Les Dépêches de Brazzaville



Madagascar : l’armée prend le pouvoir après la destitution du président Rajoelina


Le 14 octobre 2025, 130 députés sur 163 ont voté la destitution du chef de l’État, accusé de dérive autoritaire et de tentative de dissolution illégale du Parlement. Quelques heures avant ce vote, Rajoelina avait publié un décret dissolvant l’Assemblée, suscitant une riposte institutionnelle jugée « illégale » par l’opposition. Dans la foulée, le colonel Michael Randrianirina, appuyé par l’unité militaire CapsatA, a annoncé la dissolution du Sénat et de la Haute Cour constitutionnelle : « À partir d’aujourd’hui, l’armée prend ses responsabilités », a-t-il déclaré devant le palais présidentiel à Antananarivo. Le général Démosthène Pikulas a été présenté comme le nouveau chef de l’armée, lors d’une cérémonie en mémoire d’un soldat tué lors d’affrontements la veille.

Crise institutionnelle et transition incertaine

Le président Rajoelina est porté disparu depuis plusieurs jours. Des rumeurs évoquent son exfiltration vers l’île Maurice ou la France, sans confirmation officielle. La Haute Cour constitutionnelle, censée valider la destitution, a été neutralisée par les militaires.
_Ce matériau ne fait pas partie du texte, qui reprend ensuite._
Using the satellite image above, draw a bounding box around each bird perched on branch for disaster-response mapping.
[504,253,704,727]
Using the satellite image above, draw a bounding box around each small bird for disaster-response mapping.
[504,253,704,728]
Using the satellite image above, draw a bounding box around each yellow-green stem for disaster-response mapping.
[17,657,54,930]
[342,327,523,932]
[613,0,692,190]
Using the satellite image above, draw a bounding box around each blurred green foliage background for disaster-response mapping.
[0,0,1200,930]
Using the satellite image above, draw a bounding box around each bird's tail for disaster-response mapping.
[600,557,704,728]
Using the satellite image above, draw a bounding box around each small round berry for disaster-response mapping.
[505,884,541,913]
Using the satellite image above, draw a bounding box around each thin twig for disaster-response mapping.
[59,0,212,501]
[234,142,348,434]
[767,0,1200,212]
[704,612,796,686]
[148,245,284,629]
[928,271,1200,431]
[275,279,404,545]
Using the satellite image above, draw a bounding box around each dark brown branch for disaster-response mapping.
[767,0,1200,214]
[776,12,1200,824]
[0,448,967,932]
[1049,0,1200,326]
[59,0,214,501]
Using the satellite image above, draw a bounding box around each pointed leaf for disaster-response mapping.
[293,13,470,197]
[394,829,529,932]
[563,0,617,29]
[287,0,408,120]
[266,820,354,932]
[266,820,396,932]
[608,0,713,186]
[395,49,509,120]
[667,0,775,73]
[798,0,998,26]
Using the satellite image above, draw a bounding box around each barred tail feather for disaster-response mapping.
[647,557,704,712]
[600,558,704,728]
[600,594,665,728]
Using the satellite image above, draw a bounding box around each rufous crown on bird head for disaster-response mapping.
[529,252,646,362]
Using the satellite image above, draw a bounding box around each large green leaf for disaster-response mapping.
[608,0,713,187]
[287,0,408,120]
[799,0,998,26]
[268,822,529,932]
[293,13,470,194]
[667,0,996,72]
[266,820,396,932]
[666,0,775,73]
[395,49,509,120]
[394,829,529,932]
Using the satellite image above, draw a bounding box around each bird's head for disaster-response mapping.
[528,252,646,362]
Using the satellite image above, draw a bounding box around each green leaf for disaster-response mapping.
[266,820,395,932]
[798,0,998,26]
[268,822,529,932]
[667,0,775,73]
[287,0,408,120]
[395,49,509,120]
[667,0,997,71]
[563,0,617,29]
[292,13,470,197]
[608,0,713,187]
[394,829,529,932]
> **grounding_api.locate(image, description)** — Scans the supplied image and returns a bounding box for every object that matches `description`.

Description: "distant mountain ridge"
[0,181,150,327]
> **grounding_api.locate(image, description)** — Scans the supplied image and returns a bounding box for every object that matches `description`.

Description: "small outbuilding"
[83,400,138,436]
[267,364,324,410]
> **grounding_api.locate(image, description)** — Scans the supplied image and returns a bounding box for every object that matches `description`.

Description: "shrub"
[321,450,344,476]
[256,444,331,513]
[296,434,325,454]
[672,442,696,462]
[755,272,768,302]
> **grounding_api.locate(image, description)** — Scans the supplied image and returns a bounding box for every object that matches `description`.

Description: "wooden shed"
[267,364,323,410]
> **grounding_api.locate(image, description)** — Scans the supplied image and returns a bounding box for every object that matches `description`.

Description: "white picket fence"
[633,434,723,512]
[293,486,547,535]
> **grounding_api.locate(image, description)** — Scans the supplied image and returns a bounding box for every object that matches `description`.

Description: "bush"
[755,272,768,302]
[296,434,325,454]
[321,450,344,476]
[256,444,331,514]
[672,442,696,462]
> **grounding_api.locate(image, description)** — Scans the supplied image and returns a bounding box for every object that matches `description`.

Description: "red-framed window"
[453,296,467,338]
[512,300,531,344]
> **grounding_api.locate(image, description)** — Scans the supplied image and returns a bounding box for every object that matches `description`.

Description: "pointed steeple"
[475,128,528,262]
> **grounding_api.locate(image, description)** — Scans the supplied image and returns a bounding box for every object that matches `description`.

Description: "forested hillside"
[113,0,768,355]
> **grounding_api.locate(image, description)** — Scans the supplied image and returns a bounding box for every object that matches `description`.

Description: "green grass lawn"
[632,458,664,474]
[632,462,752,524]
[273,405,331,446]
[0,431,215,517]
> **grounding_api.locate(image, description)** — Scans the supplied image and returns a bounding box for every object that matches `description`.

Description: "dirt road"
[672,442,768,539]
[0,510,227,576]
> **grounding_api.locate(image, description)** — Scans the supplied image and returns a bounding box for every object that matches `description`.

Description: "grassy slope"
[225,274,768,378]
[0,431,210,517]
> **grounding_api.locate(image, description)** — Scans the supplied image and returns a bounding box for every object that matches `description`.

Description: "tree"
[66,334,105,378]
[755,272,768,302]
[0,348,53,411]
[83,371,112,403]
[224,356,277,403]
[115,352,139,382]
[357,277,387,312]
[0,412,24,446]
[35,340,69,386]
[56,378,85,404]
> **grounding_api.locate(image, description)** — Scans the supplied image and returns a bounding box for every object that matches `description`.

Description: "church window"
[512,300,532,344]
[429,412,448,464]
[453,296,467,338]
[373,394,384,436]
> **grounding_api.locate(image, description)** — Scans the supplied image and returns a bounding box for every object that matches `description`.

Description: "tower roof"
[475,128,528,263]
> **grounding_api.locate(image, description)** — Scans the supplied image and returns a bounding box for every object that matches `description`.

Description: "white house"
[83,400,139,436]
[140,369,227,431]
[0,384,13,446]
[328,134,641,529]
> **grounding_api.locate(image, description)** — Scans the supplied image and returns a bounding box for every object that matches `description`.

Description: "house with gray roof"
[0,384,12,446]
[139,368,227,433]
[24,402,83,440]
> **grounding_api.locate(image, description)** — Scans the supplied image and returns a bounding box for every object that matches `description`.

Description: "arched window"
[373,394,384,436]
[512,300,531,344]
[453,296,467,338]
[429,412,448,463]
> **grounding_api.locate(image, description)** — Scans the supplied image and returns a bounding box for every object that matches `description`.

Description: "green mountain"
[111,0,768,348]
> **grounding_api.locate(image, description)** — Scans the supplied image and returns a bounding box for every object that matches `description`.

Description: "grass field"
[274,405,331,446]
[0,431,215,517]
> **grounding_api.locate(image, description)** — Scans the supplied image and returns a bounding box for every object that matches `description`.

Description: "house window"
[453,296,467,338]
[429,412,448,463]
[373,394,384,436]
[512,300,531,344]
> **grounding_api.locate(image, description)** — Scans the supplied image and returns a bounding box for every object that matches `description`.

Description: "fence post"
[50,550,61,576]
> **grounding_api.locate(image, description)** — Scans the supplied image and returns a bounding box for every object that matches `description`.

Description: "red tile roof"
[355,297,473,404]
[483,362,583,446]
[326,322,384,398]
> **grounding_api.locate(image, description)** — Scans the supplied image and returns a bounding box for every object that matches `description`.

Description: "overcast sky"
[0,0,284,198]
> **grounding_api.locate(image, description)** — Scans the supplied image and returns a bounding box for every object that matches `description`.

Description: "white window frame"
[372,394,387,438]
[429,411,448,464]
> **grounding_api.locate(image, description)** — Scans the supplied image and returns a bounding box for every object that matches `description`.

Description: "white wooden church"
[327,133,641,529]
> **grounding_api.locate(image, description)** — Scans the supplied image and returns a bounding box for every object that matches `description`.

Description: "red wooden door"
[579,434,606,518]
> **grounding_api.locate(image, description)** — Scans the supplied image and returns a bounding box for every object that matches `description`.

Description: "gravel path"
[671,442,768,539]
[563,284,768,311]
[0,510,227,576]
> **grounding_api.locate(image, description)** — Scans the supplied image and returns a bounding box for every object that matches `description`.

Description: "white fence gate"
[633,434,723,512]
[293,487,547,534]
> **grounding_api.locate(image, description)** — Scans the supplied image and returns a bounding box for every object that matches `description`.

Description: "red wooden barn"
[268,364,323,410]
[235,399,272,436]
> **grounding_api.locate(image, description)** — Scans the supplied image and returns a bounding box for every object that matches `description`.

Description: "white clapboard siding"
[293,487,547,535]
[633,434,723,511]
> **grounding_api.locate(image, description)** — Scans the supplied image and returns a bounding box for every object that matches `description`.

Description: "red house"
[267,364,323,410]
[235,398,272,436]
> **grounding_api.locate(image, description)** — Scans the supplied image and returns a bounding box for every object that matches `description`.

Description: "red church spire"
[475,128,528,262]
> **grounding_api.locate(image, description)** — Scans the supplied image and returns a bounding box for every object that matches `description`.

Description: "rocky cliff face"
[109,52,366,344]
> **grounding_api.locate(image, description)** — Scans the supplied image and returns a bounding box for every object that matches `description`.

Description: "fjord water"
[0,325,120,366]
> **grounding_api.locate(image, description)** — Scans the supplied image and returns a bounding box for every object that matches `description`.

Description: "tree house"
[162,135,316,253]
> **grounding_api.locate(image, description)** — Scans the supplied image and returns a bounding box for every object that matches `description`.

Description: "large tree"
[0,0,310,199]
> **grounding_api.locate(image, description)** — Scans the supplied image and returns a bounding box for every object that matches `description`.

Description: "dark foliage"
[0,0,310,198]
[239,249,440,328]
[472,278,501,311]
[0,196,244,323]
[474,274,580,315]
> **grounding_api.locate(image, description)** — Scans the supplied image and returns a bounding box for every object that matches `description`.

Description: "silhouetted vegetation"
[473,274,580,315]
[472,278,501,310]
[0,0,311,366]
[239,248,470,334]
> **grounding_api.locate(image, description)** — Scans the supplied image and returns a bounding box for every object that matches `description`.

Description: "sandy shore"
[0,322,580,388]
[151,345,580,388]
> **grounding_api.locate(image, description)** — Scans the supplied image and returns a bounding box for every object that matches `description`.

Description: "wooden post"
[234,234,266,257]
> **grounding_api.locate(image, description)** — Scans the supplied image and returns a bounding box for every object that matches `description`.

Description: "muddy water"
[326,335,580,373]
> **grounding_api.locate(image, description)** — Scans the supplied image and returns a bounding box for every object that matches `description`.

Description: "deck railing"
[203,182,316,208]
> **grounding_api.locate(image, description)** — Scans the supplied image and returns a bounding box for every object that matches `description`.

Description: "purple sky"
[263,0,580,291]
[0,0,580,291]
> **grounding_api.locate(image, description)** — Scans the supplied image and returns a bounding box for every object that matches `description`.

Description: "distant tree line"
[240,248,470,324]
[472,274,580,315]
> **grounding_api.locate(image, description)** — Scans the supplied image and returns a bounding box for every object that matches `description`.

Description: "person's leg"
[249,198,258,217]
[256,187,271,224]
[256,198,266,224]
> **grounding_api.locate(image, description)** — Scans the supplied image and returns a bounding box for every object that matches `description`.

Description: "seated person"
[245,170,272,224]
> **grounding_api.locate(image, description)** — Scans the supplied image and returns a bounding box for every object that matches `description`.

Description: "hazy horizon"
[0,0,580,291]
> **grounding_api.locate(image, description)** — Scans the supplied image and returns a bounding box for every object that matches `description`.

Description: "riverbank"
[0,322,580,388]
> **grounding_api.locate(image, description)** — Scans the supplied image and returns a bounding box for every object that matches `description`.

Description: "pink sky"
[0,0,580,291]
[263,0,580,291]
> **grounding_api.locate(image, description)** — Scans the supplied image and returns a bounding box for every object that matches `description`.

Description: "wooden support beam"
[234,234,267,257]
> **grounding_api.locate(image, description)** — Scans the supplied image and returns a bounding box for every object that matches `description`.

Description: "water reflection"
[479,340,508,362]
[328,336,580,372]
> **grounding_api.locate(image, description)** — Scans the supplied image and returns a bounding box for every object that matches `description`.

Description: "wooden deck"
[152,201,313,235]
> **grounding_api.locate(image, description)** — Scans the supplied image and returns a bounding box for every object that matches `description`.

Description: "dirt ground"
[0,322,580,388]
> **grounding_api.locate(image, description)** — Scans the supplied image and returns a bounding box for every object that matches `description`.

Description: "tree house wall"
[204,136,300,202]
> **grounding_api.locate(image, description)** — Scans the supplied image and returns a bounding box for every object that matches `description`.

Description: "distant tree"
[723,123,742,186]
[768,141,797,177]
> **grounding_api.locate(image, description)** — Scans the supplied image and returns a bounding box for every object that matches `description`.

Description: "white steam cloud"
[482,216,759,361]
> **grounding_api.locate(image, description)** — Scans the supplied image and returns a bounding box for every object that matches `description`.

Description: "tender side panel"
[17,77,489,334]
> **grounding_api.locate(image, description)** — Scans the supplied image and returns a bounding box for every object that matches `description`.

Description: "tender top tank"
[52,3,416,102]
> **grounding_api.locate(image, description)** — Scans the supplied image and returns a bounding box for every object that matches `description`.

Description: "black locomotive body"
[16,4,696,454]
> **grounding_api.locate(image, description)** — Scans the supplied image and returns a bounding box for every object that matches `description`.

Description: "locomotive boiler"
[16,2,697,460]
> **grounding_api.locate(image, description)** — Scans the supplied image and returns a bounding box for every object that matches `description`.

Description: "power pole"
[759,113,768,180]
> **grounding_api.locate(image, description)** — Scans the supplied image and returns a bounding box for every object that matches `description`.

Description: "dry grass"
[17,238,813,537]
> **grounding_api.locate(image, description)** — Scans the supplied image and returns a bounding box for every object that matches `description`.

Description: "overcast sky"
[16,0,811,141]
Aucune transition civile n’a été formalisée. L’Assemblée nationale reste active, mais la situation évoque un coup de force militaire assumé, bien que temporairement habillé d’un vernis institutionnel.

Impacts géopolitiques et économiques immédiats

La monnaie malgache, l’ariary, a chuté (–8 % en 24 h face au dollar), des aides internationales ont été suspendues : le Fonds monétaire international a gelé un crédit de 320 M$, des projets miniers sont à l’arrêt. « Madagascar redevient un point chaud de l’océan Indien à surveiller de près, dans un contexte de compétition entre puissances régionales », note Marie Duclos, analyste géopolitique à l’IFRI. Le pays, situé sur une route maritime stratégique, est au cœur des enjeux d’influence entre la Chine, l’Inde, la France et les États-Unis.

Réactions internationales prudentes

L’Union africaine a convoqué une réunion d’urgence. Paris et Washington appellent au respect des institutions, sans reconnaître pour l’instant le nouveau pouvoir. L’Union européenne exprime sa « préoccupation sérieuse quant à la stabilité de la région ». Madagascar replonge dans l’incertitude politique. Le retour de l’armée aux commandes révèle l’effondrement des équilibres institutionnels. Les conséquences économiques, sécuritaires et géopolitiques pourraient être durables si une issue démocratique n’est pas rapidement trouvée.